Jacob Todd lamentó la partida de Feliciano y Paulina, había hecho una buena amistad con el millonario de las minas y su chispeante esposa. Se sentía tan a sus anchas entre los jóvenes empresarios, como incómodo empezaba a sentirse entre los miembros del "Club de la Unión". Como él, los nuevos industriales estaban imbuidos de ideas europeas, eran modernos y liberales, a diferencia de la antigua oligarquía de la tierra, que permanecía atrasada en medio siglo. Le quedaban aún ciento setenta biblias arrumbadas bajo su cama de las cuales ya no se acordaba, porque la apuesta estaba perdida desde hacía tiempo. Había logrado dominar suficientemente el español como para arreglarse sin ayuda y, a pesar de no ser correspondido, seguía enamorado de Rose Sommers, dos buenas razones para quedarse en Chile. Los continuos desaires de la joven se habían convertido en una dulce costumbre y ya no lograban humillarlo. Aprendió a recibirlos con ironía y devolvérselos sin malicia, como un juego de pelota cuyas misteriosas reglas sólo ellos conocían. Se relacionó con algunos intelectuales y pasaba noches enteras discutiendo a los filósofos franceses y alemanes, así como los descubrimientos científicos que abrían nuevos horizontes al conocimiento humano. Disponía de largas horas para pensar, leer y discutir. Había ido decantando ideas que anotaba en un grueso cuaderno ajado por el uso y gastaba buena parte del dinero de su pensión en libros encargados a Londres y otros que compraba en la Librería Santos Tornero, en el barrio El Almendral donde también vivían los franceses y estaba ubicado el mejor burdel de Valparaíso. La librería era el punto de reunión de intelectuales y aspirantes a escritores. Todd solía pasar días enteros leyendo; después entregaba los libros a sus compinches, quienes con penuria los traducían y publicaban en modestos panfletos circulados de mano en mano.

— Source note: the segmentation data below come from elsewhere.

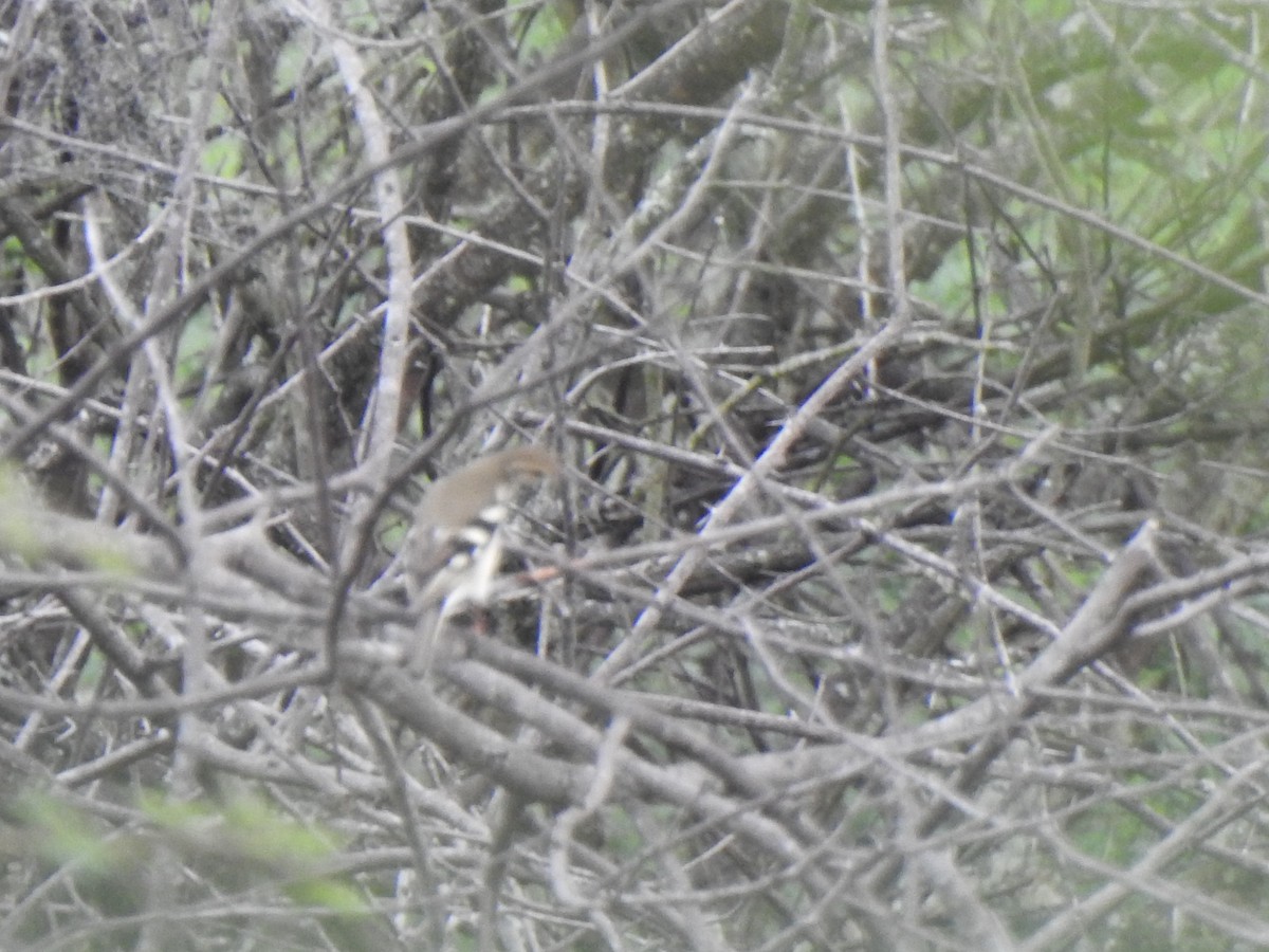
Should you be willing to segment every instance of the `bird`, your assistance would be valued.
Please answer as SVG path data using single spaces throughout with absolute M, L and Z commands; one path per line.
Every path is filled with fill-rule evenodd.
M 416 630 L 429 647 L 448 618 L 489 602 L 516 490 L 558 472 L 547 451 L 516 447 L 483 456 L 428 487 L 406 534 L 402 566 L 410 608 L 420 619 Z

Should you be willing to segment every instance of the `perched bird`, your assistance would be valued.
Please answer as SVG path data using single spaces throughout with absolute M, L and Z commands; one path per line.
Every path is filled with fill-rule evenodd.
M 481 457 L 428 487 L 402 553 L 410 605 L 433 618 L 425 636 L 463 608 L 489 602 L 516 489 L 558 472 L 548 452 L 520 447 Z

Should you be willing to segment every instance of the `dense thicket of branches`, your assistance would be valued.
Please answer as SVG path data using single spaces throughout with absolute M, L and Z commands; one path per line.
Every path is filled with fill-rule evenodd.
M 1138 6 L 0 3 L 0 946 L 1269 943 L 1264 11 Z

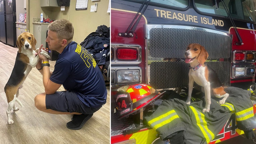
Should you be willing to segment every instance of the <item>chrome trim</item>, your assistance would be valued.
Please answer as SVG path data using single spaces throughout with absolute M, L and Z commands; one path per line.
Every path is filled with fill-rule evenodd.
M 118 60 L 116 55 L 116 50 L 117 48 L 119 47 L 137 49 L 138 51 L 139 54 L 137 60 L 125 61 Z M 113 49 L 113 51 L 112 52 L 114 53 L 114 57 L 113 59 L 114 61 L 111 61 L 111 64 L 138 64 L 141 62 L 141 47 L 139 45 L 111 44 L 111 47 Z
M 242 61 L 236 61 L 235 60 L 235 54 L 236 52 L 241 52 L 244 53 L 245 54 L 245 56 L 244 59 Z M 254 60 L 253 61 L 246 61 L 246 55 L 247 53 L 253 53 L 254 55 Z M 245 51 L 245 50 L 235 50 L 233 51 L 232 56 L 232 62 L 233 63 L 254 63 L 256 62 L 256 58 L 255 58 L 255 55 L 256 55 L 256 51 Z
M 138 70 L 139 72 L 139 82 L 138 83 L 129 83 L 129 84 L 118 84 L 118 77 L 117 77 L 117 71 L 119 70 Z M 111 83 L 111 85 L 112 86 L 116 86 L 117 85 L 127 85 L 135 84 L 137 83 L 141 83 L 142 78 L 141 78 L 141 74 L 142 73 L 142 70 L 141 68 L 139 67 L 111 67 L 111 71 L 114 72 L 115 77 L 114 79 L 115 79 L 115 82 L 114 83 Z

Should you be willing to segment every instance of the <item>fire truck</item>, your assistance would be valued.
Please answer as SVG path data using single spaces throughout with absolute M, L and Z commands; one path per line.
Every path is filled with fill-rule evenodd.
M 187 87 L 189 65 L 184 54 L 191 43 L 205 48 L 206 63 L 224 85 L 249 89 L 253 97 L 255 4 L 253 0 L 111 0 L 111 143 L 170 143 L 142 124 L 141 118 L 140 122 L 119 119 L 115 98 L 118 88 L 136 84 L 157 90 Z M 235 117 L 210 143 L 243 133 L 236 128 Z

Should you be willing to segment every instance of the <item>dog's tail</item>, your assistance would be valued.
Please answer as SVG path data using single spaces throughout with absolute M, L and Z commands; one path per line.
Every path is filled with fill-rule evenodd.
M 23 105 L 22 104 L 22 103 L 21 103 L 21 102 L 20 102 L 20 101 L 18 99 L 18 98 L 16 98 L 16 99 L 15 100 L 17 102 L 17 103 L 18 103 L 22 107 L 23 107 Z

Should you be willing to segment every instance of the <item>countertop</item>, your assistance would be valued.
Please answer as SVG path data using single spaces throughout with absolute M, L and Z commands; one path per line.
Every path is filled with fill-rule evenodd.
M 33 22 L 32 23 L 33 23 L 33 24 L 50 24 L 50 23 L 41 23 L 40 22 Z
M 23 23 L 23 22 L 15 22 L 16 23 L 19 23 L 21 24 L 26 24 L 27 23 Z

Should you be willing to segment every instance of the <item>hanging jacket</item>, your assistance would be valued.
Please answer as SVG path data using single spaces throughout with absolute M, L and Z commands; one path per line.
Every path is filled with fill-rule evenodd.
M 183 140 L 180 143 L 186 144 L 209 143 L 234 112 L 239 128 L 244 131 L 256 127 L 249 92 L 234 87 L 227 88 L 225 91 L 230 94 L 226 102 L 220 105 L 211 98 L 210 112 L 206 113 L 202 112 L 205 105 L 204 97 L 202 100 L 188 105 L 177 98 L 168 98 L 170 96 L 166 95 L 168 93 L 166 93 L 164 96 L 166 99 L 162 100 L 153 113 L 144 117 L 145 122 L 156 130 L 162 140 L 171 138 L 171 143 L 172 138 L 179 139 L 175 137 L 178 134 L 178 141 Z
M 102 25 L 98 27 L 95 32 L 89 34 L 80 45 L 92 54 L 98 65 L 105 64 L 110 51 L 110 28 Z M 104 44 L 107 45 L 107 46 L 104 47 Z

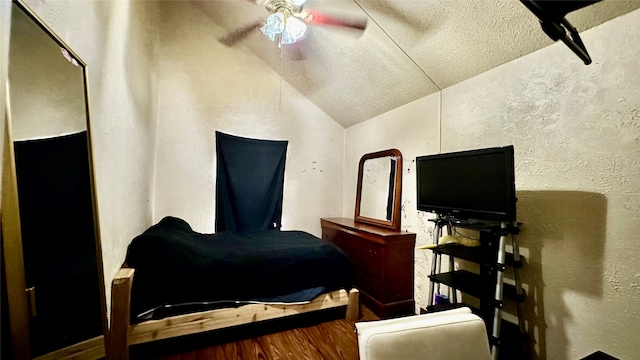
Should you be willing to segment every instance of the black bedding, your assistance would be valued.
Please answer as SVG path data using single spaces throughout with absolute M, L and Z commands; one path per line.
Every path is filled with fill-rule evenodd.
M 175 217 L 133 239 L 126 263 L 136 270 L 134 322 L 251 302 L 310 301 L 352 283 L 347 256 L 311 234 L 201 234 Z

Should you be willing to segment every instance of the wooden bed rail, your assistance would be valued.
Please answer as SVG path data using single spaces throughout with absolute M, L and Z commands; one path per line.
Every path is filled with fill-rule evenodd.
M 126 360 L 129 346 L 168 339 L 176 336 L 227 328 L 236 325 L 282 318 L 318 310 L 345 306 L 346 320 L 358 319 L 359 292 L 353 288 L 347 292 L 337 290 L 320 295 L 309 303 L 293 305 L 249 304 L 237 308 L 216 309 L 172 316 L 160 320 L 148 320 L 130 324 L 131 285 L 134 269 L 123 268 L 112 282 L 110 358 Z

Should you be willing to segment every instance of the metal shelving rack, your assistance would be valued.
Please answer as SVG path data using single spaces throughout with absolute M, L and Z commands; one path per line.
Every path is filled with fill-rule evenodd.
M 514 345 L 514 342 L 521 342 L 522 339 L 526 339 L 522 314 L 522 302 L 525 299 L 525 293 L 522 289 L 522 280 L 520 278 L 520 268 L 524 258 L 520 256 L 517 242 L 520 224 L 517 222 L 468 222 L 441 216 L 431 221 L 435 223 L 433 229 L 435 246 L 431 248 L 433 255 L 431 275 L 429 275 L 429 304 L 426 310 L 427 312 L 432 312 L 451 307 L 467 306 L 458 302 L 456 290 L 479 299 L 480 307 L 472 308 L 472 311 L 484 319 L 487 325 L 487 333 L 490 334 L 491 353 L 493 359 L 497 360 L 500 348 Z M 447 233 L 450 235 L 452 230 L 456 228 L 477 230 L 480 234 L 480 246 L 438 245 L 438 239 L 442 236 L 444 227 L 447 228 Z M 512 246 L 511 252 L 506 251 L 507 242 L 509 241 Z M 441 272 L 442 255 L 447 255 L 449 258 L 450 271 L 444 273 Z M 455 270 L 454 259 L 456 258 L 479 264 L 479 273 Z M 504 282 L 504 273 L 507 267 L 513 269 L 515 284 Z M 451 304 L 434 304 L 436 287 L 439 290 L 440 285 L 448 286 L 453 290 L 451 291 Z M 506 342 L 501 337 L 501 327 L 503 325 L 515 326 L 502 319 L 503 299 L 505 297 L 516 301 L 518 319 L 518 323 L 515 324 L 518 331 L 515 333 L 519 334 L 519 336 L 517 339 L 510 339 L 509 342 Z M 514 331 L 509 331 L 508 333 L 514 333 Z M 509 349 L 513 351 L 517 347 L 510 347 Z M 520 346 L 521 349 L 522 346 Z M 508 356 L 512 355 L 509 354 Z M 506 353 L 505 356 L 507 356 Z

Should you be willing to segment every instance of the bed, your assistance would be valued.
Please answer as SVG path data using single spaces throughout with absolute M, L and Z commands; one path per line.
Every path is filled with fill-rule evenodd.
M 113 280 L 108 355 L 126 359 L 130 345 L 337 307 L 353 322 L 351 284 L 347 256 L 306 232 L 201 234 L 165 217 L 131 242 Z

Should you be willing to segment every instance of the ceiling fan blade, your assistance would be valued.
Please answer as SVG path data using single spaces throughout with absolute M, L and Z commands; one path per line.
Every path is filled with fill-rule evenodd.
M 218 39 L 218 41 L 220 41 L 221 43 L 227 46 L 233 46 L 240 40 L 246 38 L 247 35 L 249 35 L 253 30 L 259 28 L 260 26 L 262 26 L 262 20 L 258 20 L 256 22 L 243 26 L 237 30 L 234 30 L 228 33 L 227 35 L 221 37 L 220 39 Z
M 366 17 L 337 17 L 316 10 L 304 10 L 304 17 L 302 19 L 314 25 L 344 26 L 358 30 L 364 30 L 367 27 Z

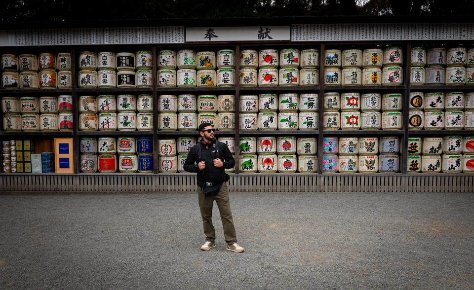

Del grupo de intelectuales, el más joven era Joaquín Andieta, de apenas dieciocho años, pero compensaba su falta de experiencia con una fluida vocación de liderazgo. Su personalidad electrizante resultaba aún más notable, dadas su juventud y pobreza. No era hombre de muchas palabras este Joaquín, sino de acción, uno de los pocos con claridad y valor suficientes para transformar en impulso revolucionario las ideas de los libros, los demás preferían discutirlas eternamente en torno a una botella en la trastienda de la librería. Todd distinguió a Andieta desde un comienzo, ese joven tenía algo inquietante y patético que lo atraía. Había notado su aporreado maletín y la tela gastada de su traje, transparente y quebradiza como piel de cebolla. Para ocultar los huecos en las suelas de las botas, nunca se sentaba pierna arriba; tampoco se quitaba la chaqueta porque, Todd presumía, su camisa debía estar cubierta de zurcidos y parches. No poseía un abrigo decente, pero en invierno era el primero en madrugar para salir a repartir panfletos y pegar pancartas llamando a los trabajadores a la rebelión contra los abusos de los patrones, o a los marineros contra los capitanes y las empresas navieras, labor a menudo inútil, porque los destinatarios eran en su mayoría analfabetos. Sus llamados a la justicia quedaban a merced del viento y la indiferencia humana.